Раза два или даже больше подмывало ее подойти к столу, за которым он сидел, стать перед ним, посмотреть на него в упор и спросить: "Ты меня помнишь?" Непременно так, этими тремя словами: "Ты меня помнишь?" И большим усилием воли она поборола себя, подумав, что тут, при врачах, он может вдруг сказать: "Нет, не помню и не знаю, и почему это вам вздумалось обращаться ко мне на "ты"?"

Это остановило ее, но, как только он встал и начал благодарить врачей и прощаться, она тут же выскочила боком мимо него в двери.

Что ей сделать дальше, она не представляла ясно, но, чуть только отворилась захлопнутая ею дверь приемной и она почувствовала, что за Ревашовым может выйти следом кто-нибудь из врачей, которым, кстати, совершенно нечего было сидеть в приемной, — она бросилась на крыльцо и, не помня себя, соскочила по ступенькам к машине.

Вырвикишка стоял, поглядывая на дверь крыльца. У нее мелькнуло, что он не узнает ее, конечно, и нисколько не удивится, если она будет говорить с Ревашовым при нем. Шофер-солдат сидел за рулем, делая что-то с мотором, и на нее не взглянул даже.

Наконец, Ревашов показался на крыльце.

Из-под низко надвинутой на глаза косынки Еля взглянула на него и снова отвернулась, подумав, что вот он теперь видит ее у своей машины и объясняет это, должно быть, заботой врачей о нем, боевом генерале: послали, дескать, чтобы помочь ему войти внутрь, поддержать его, раненного в горячем сражении в руку.

Он именно так и подумал, — она угадала. Он поглядел на нее с любопытством, спускаясь с крыльца, но только что подошел он к машине, стараясь при ней, при женщине, шагать молодцевато, она быстро откинула косынку назад, показав весь свой крутой и красивый лоб, и спросила именно так, как придумала в приемной:

— Ты меня помнишь?

Всего только несколько мгновений оставались скрещенными их взгляды, и она успела припомнить за эти короткие мгновенья, что он — два с половиной года назад — говорил ей, что делит всех женщин на три разряда: пупсы, полупупсы и четвертьпупсы, — наименее интересные, а ее причисляет к первосортнейшим пупсам; только успела припомнить это и заранее испугалась, — вдруг он вскрикнет: "Пупса! Ты!" И...

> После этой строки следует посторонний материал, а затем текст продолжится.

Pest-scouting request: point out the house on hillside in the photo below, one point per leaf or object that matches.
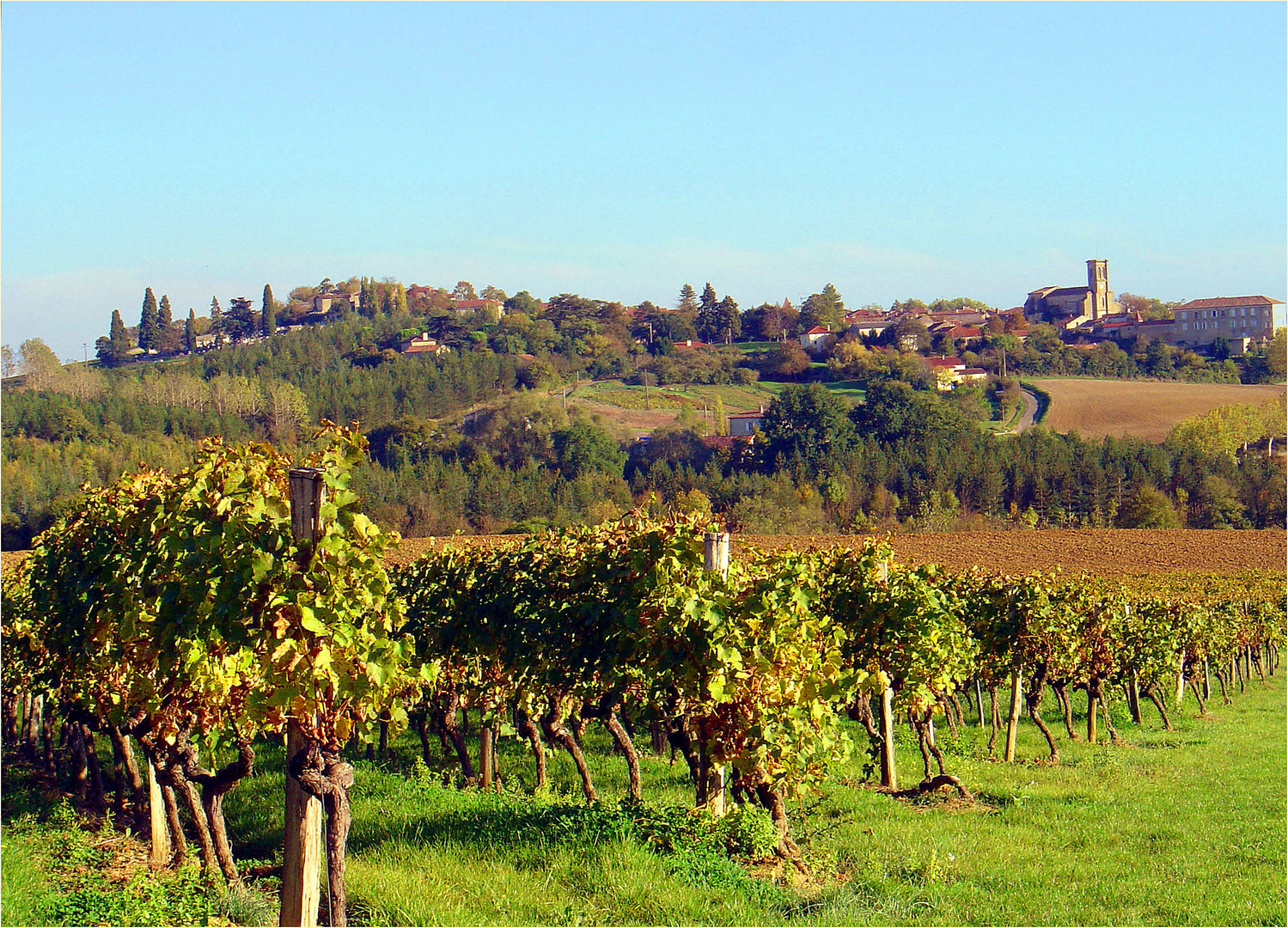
(469, 307)
(1202, 321)
(949, 371)
(423, 343)
(817, 339)
(742, 424)
(325, 303)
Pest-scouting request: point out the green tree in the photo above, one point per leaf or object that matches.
(149, 322)
(1277, 353)
(39, 363)
(167, 335)
(688, 299)
(115, 348)
(729, 319)
(217, 319)
(270, 312)
(1148, 508)
(586, 448)
(524, 303)
(241, 320)
(823, 308)
(807, 424)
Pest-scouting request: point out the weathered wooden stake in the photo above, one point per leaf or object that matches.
(889, 770)
(160, 827)
(1012, 721)
(302, 853)
(715, 559)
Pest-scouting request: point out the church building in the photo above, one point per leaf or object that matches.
(1071, 307)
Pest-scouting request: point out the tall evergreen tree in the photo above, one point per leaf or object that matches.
(165, 325)
(115, 348)
(729, 320)
(241, 320)
(217, 319)
(149, 327)
(369, 298)
(270, 314)
(825, 309)
(709, 322)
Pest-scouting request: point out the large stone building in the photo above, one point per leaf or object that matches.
(1071, 307)
(1200, 322)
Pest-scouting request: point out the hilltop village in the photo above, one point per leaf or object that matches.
(488, 412)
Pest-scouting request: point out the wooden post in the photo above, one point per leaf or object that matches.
(302, 853)
(160, 827)
(717, 553)
(715, 559)
(485, 757)
(889, 771)
(1012, 721)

Она не могла вообразить, что может он сказать или сделать дальше, но вдруг по глазам его, загоревшимся было и тут же потухшим, поняла, что он узнал ее, однако счел лучшим сделать вид, что не знает.

— Нет, не помню, э... И как вы смеете говорить мне "ты"? — как-то сквозь зубы протиснул он, ставя ногу на подножку своей машины, дверцу которой держал открытой Вырвикишка.

— Подлец! — крикнула она, вся задрожав снова, как недавно в приемной, и плюнула ему в толстую тщательно выбритую щеку.

Ревашов вскочил в машину, сразу потеряв всю свою важность, Вырвикишка захлопнул дверцу, потом с большой быстротой занял свое место рядом с шофером, и машина, которая перед тем фырчала мотором, сразу дала ход, унося от Ели не только самого Ревашова, но и долгие-долгие, тысячи раз и на тысячи ладов перебираемые мысли ее о нем.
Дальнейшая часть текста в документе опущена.